I was furious – to say the least. I also found out that he has already drew back to hit her (2) times in the last 2-weeks. And has been very disrespectful to her. She is soon to be 76 yrs. old.

I just do not know what to do!! I can not stand by and watch him take advantage of my Mother. And I just KNOW that he will eventually hurt her.

I refuse to take responsibility of him. I have always told both my Mom and Dad that I did NOT want to raise any more children. They were fools to adopt him, especially at their AGE.

I’m very stressed over this situation. I just don’t know what more I can do. My husband and I are starting to argue because he is tired of hearing about the kid and what he is doing to my Mom.

I have to help my Mom get him into some place. I don’t want to see him become awarded to the State. But I can’t seem to find any source that she can afford that is willing to help us in the short run. The place I’m trying to get him into could take months/years to get into. What do we do in the meantime?? If he has done all this in just 2-weeks what will it be like in 2-months? And right now my Mom is finally healthier than she has been since my Dad’s death.

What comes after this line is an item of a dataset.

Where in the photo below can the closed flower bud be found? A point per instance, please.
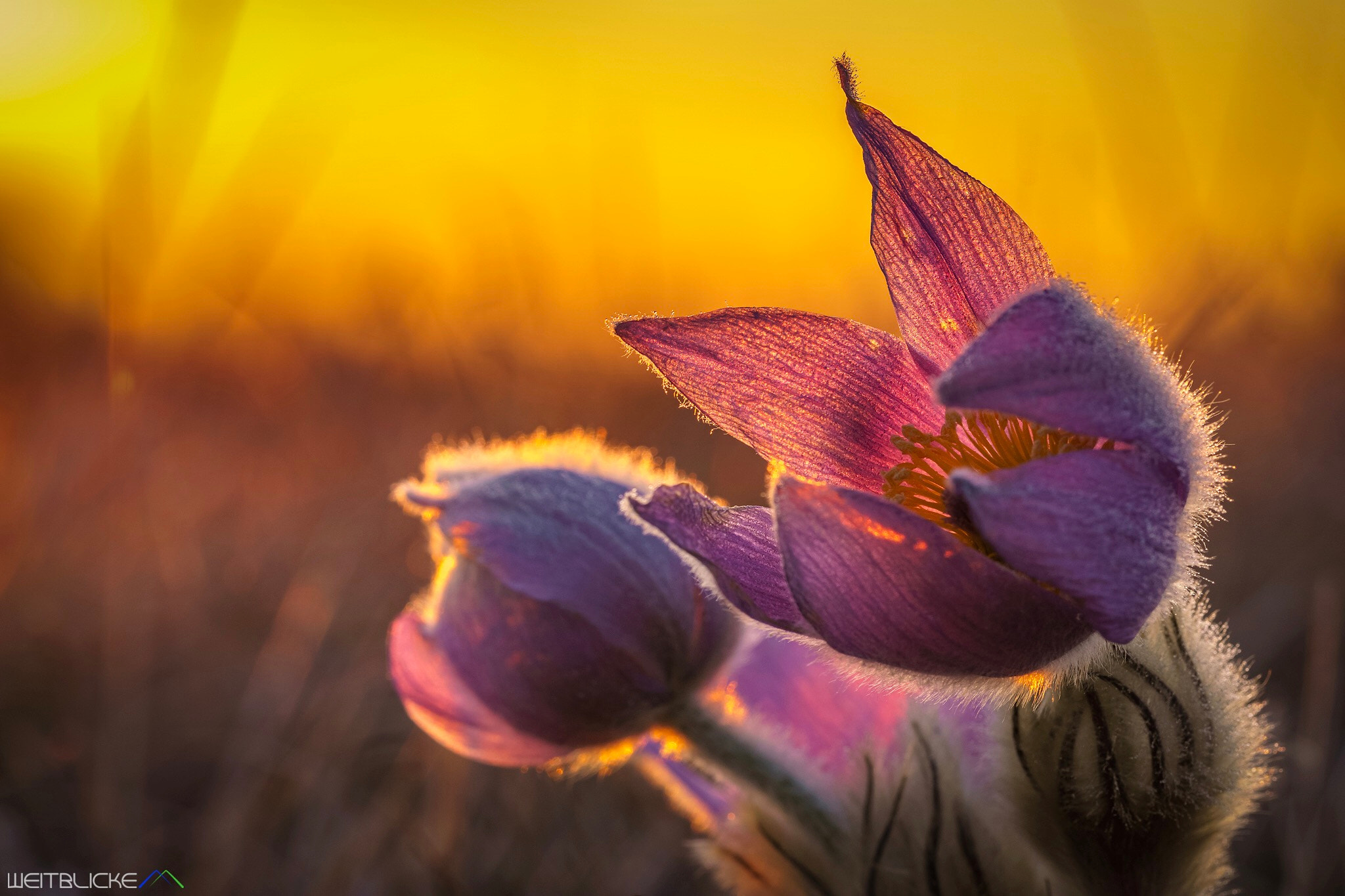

I have made him an appointment for another physco evaluation. He will no doubt need to make various visits. This is a repeat of her previous attempts for 2-yrs straight, which did not help him. They put him on meds that did not help. He still continued to do the same things.

While we had him I never gave him any meds. I do not believe in drugs for kids behavior. He controlled himself very well without meds. I had to take him out of public school and homeschool him, but his grades went from failing grades to A&B’s in both 5th and now 6th grade. I have agreed to homeschool him until he finishes 6th grade.

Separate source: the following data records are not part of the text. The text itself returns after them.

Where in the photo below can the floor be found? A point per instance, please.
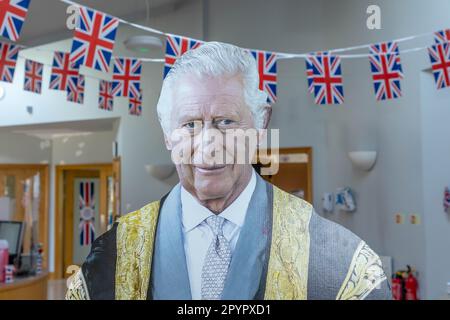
(56, 289)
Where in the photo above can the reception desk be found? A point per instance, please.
(26, 288)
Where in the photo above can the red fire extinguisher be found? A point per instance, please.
(397, 287)
(411, 286)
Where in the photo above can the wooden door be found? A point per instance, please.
(294, 171)
(87, 211)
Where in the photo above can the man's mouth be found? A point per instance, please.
(210, 169)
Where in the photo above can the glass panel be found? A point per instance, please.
(8, 198)
(10, 187)
(110, 202)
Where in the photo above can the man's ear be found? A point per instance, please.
(167, 142)
(267, 116)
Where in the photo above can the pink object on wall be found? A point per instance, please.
(4, 255)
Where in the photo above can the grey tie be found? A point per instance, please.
(217, 261)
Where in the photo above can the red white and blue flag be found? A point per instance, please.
(326, 74)
(310, 73)
(442, 36)
(440, 64)
(106, 98)
(135, 105)
(386, 70)
(33, 76)
(126, 77)
(8, 59)
(175, 47)
(266, 63)
(94, 39)
(12, 17)
(87, 213)
(75, 89)
(62, 71)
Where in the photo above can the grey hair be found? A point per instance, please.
(215, 59)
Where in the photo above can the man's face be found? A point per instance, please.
(206, 108)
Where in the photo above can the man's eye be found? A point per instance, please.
(192, 124)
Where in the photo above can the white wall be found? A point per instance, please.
(93, 147)
(20, 148)
(435, 111)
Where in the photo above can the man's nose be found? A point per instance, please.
(209, 147)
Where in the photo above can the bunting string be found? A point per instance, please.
(280, 55)
(93, 45)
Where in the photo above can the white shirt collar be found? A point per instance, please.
(193, 213)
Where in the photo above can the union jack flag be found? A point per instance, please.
(442, 36)
(12, 17)
(62, 71)
(33, 76)
(267, 69)
(310, 73)
(87, 213)
(175, 47)
(326, 73)
(386, 70)
(135, 105)
(75, 90)
(8, 59)
(106, 98)
(94, 39)
(440, 64)
(126, 77)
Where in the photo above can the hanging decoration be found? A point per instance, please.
(13, 14)
(33, 76)
(94, 39)
(75, 90)
(386, 70)
(267, 68)
(62, 71)
(442, 36)
(326, 74)
(87, 213)
(8, 59)
(106, 98)
(126, 77)
(440, 64)
(176, 46)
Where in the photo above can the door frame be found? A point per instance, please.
(59, 210)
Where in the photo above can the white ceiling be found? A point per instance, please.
(46, 21)
(63, 129)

I’m not sure why he changed. He started getting out of control with us after we moved my Mom across the street from us, so that I could take care of her. I don’t know if his strong desire to live with her is what made him begin to retaliate against us or if he just did not want to live by our rules any longer. For whatever the reason, we were NOT going to accept his disrespect and constant breaking of rules.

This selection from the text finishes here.